Le iniziative dell’ONU
La FAO nel 2015 ha lanciato l’iniziativa “SAVE FOOD: Global Initiative on Food Loss and Waste Reduction” per la riduzione dei rifiuti alimentari.
In questo ambito sono stati avviati numerosi progetti tra cui quello che mira a ridurre le perdite alimentari dopo la raccolta nella filiera orticola a Timor Est. I piccoli imprenditori agricoli del territorio sono stati formati alle buone pratiche di trasformazione, confezionamento ed etichettatura dei loro prodotti. A loro si è offerta un’opportunità per migliorare il business e, al tempo stesso, si è innescato un processo virtuoso per la limitazione degli sprechi nella catena produttiva (15% di dispersione alimentare in meno).

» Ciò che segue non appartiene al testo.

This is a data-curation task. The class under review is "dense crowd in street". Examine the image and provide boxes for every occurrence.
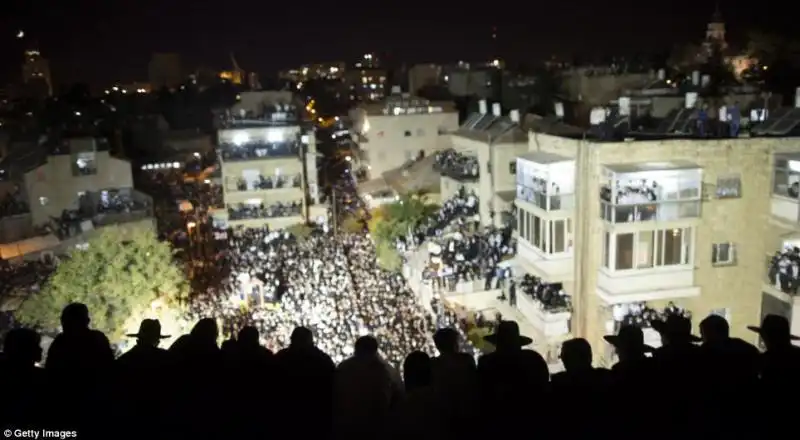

Tra i progetti avviati dal Programma delle Nazioni Unite per lo Sviluppo (UNDP) va segnalato quello avviato in Costa Rica per rendere sostenibile la coltivazione dell’ananas il cui rapido sviluppo (è il maggior produttore mondiale) ha avuto un impatto ambientale e sociale negativo.
L’UNDP ha finanziato un sistema produttivo cui partecipano oltre 50 organizzazioni. Il progetto promuove “la produzione e il commercio responsabile, equo e in linea con le pratiche che tutelano l’ambiente, la comunità e i consumatori”. E nelle aziende uomini e donne lavorano con pari diritti e pari retribuzioni.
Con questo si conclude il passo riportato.